A medida integra uma diretriz nacional mais ampla, que também veta o uso de IA por crianças das séries iniciais do Ensino Fundamental sem supervisão de um adulto.
O que diz a nova diretriz
As regras estão descritas nas Diretrizes Orientadoras da Utilização da Inteligência Artificial na Educação Brasileira, documento que funciona como marco nacional para orientar escolas, universidades e sistemas de ensino públicos e privados sobre a incorporação da tecnologia aos processos educacionais.
O texto abrange todos os níveis, etapas e modalidades da educação e parte do princípio de que a Inteligência Artificial deve ampliar as capacidades humanas e educacionais, sem substituir a responsabilidade, a mediação pedagógica e o julgamento das pessoas.
O processo que resultou na diretriz teve início em abril, quando o CNE realizou a votação inaugural do marco, firmando o princípio de que a IA deve ser instrumento de apoio ao ensino — nunca titular do processo de aprendizagem.
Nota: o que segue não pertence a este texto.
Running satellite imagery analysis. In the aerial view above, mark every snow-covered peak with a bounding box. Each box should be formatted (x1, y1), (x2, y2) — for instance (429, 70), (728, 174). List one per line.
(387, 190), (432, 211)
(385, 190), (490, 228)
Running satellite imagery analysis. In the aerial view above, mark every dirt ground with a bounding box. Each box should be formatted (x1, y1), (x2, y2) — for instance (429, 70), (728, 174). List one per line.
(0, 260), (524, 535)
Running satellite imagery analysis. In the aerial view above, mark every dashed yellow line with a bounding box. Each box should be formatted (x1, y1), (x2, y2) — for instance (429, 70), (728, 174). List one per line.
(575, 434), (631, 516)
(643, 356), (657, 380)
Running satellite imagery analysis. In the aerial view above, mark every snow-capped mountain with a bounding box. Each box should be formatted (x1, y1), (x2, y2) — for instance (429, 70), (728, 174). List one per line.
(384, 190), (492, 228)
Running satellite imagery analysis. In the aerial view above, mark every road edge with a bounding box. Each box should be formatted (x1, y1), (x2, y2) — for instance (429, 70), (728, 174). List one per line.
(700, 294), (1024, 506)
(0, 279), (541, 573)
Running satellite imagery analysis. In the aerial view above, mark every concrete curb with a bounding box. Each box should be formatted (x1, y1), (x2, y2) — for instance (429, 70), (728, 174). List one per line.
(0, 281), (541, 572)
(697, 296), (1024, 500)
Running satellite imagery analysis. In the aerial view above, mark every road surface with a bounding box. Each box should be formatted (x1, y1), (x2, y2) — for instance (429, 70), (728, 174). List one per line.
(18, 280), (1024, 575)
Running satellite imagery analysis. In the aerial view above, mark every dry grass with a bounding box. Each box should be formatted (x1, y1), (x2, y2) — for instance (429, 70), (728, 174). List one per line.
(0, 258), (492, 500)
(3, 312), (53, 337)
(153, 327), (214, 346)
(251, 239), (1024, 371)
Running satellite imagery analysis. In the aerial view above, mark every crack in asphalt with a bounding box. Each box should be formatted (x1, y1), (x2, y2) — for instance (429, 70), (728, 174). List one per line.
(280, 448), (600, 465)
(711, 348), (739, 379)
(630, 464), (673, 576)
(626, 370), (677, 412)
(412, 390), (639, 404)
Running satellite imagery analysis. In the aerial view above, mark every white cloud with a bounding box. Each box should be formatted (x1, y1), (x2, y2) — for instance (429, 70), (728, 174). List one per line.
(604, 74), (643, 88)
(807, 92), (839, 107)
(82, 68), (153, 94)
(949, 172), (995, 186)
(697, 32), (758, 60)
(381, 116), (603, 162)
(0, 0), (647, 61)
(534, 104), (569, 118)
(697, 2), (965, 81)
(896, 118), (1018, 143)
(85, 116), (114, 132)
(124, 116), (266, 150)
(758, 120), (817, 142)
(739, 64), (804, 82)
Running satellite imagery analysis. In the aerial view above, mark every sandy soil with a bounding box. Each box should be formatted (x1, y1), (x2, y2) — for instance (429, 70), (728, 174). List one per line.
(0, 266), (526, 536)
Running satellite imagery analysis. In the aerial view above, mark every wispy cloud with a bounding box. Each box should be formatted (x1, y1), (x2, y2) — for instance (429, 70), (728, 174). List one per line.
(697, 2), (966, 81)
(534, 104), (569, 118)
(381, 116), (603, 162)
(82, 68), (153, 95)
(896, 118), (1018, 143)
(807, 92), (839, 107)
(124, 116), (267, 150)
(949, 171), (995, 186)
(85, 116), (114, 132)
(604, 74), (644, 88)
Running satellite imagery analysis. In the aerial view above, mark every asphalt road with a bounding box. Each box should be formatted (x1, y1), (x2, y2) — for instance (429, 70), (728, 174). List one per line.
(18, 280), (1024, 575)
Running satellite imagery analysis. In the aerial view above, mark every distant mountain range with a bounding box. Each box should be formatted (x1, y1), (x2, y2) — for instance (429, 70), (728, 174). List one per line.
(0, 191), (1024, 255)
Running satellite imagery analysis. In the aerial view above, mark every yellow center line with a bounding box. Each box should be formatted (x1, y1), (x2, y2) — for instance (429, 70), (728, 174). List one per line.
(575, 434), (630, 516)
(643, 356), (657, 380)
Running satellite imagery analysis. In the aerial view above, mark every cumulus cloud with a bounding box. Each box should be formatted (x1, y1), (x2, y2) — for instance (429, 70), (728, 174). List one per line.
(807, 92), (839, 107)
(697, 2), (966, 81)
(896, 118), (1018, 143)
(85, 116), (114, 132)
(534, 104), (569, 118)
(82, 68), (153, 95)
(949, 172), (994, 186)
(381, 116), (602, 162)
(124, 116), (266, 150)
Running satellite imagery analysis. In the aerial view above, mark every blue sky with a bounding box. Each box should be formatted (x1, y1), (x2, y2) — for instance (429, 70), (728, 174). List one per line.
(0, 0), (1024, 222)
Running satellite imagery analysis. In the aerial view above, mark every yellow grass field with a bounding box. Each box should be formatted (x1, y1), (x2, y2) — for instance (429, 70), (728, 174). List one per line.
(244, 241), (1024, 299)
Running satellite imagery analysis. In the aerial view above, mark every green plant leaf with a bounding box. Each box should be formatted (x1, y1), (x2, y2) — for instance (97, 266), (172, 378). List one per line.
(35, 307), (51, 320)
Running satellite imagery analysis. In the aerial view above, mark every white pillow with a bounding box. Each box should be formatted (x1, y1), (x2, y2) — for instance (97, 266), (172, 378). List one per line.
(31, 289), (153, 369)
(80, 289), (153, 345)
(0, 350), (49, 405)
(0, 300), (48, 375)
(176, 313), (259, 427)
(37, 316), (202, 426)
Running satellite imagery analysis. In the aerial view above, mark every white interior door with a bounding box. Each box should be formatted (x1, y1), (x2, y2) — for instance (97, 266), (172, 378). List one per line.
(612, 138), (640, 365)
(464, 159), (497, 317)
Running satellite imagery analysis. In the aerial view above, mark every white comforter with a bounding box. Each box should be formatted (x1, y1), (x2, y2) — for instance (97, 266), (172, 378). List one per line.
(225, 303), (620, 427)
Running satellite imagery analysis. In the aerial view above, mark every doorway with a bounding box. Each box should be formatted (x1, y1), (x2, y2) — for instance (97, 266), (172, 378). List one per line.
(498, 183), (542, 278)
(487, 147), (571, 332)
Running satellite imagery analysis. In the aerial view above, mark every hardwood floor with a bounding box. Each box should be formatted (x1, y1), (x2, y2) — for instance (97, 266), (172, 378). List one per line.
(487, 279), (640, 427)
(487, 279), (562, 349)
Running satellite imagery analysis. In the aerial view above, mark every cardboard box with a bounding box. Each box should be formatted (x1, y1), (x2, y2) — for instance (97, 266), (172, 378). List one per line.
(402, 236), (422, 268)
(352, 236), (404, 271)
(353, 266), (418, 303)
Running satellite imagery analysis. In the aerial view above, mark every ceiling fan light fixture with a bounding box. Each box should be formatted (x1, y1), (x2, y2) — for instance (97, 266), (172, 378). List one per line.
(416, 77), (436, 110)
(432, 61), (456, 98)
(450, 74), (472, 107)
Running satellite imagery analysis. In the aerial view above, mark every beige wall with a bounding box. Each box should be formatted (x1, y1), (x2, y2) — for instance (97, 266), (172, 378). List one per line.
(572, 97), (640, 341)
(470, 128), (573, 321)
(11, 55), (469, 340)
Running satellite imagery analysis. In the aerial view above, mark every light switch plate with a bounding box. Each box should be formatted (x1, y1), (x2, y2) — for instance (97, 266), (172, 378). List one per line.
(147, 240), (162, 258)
Prazo de 12 meses para adequação
As diretrizes entram em vigor assim que forem publicadas no Diário Oficial da União. Mesmo assim, escolas, universidades e demais sistemas de ensino terão 12 meses, contados da publicação, para adaptar seus regulamentos internos às novas exigências.
A proibição da correção automatizada por IA e as regras de supervisão para crianças do Ensino Fundamental são pontos que já valem imediatamente após a publicação, antes mesmo do fim do prazo de adequação de 12 meses.
Em maio, o CNE já havia aprovado a base do marco regulatório, mas o texto ainda dependia de consulta pública e homologação ministerial para valer oficialmente. As regras definidas nesta terça-feira encerram esse ciclo, iniciado em abril, e consolidam a primeira regulamentação nacional sobre inteligência artificial no ensino brasileiro.
Para o CNE, a diretriz busca equilibrar a incorporação da tecnologia às salas de aula com a preservação do papel de professores e gestores na formação dos estudantes, evitando que ferramentas de IA substituam etapas centrais do processo pedagógico.